Any psychiatrist that has half a brain is going to have a strong foundation in evidenced-based science when it comes to psychotropics (or anything in medicine). I get peeved when a psychiatrist says prescribing is an art and they are artist. I almost became an artist, and I have a brother who is an artist, and a sister that is a film-director.
It's not an art. If you prescribe Nexium because you like that it's a purple pill, I will start thinking you don't know WTF you are doing, and unfortunately I have seen doctors practice in this manner. The only time people should be giving stuff out where there's no to little evidence-based data is when everything evidenced base has been tried and ruled out. Then the person should at least go onto the stuff that could work based on theory, and then if that doesn't work, you shoot in the dark (all the while, informing the patient, and getting second opinions). I'd hardly call this art.

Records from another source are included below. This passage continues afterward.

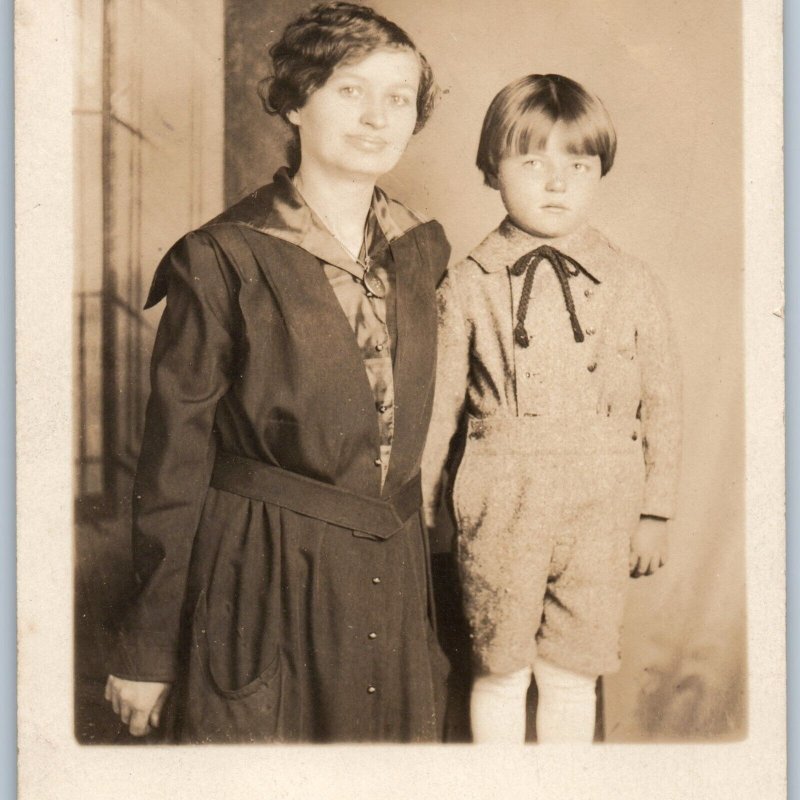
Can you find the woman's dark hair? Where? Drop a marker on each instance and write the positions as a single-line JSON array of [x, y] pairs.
[[317, 42], [522, 115]]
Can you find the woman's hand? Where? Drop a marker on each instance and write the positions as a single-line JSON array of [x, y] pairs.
[[138, 703], [648, 547]]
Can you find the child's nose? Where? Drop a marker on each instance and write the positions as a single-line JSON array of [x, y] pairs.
[[556, 181]]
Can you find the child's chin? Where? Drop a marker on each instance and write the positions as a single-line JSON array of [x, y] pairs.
[[548, 231]]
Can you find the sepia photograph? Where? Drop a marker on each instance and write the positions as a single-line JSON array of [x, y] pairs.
[[415, 389]]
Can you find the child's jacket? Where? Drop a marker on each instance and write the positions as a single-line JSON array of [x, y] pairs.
[[625, 367]]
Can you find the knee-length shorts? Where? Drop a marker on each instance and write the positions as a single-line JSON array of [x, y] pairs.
[[545, 510]]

CATIE gives a good foundation on the older antipsychotics, and I wish that someone would do a CATIE with the newer meds. I have talked to people working with the NIMH and they told me it'd likely never happen.
When you, however, get the existing data with the newer meds, they only show they could be potentially superior in very specific niche areas. It is in those areas, such as bipolar depression, where I'll consider they could be used on something higher than 4th line, but then you have to factor in the cost, and in the areas I practice now, I don't have samples of it, making it difficult for me to give it out much even if I wanted to do so.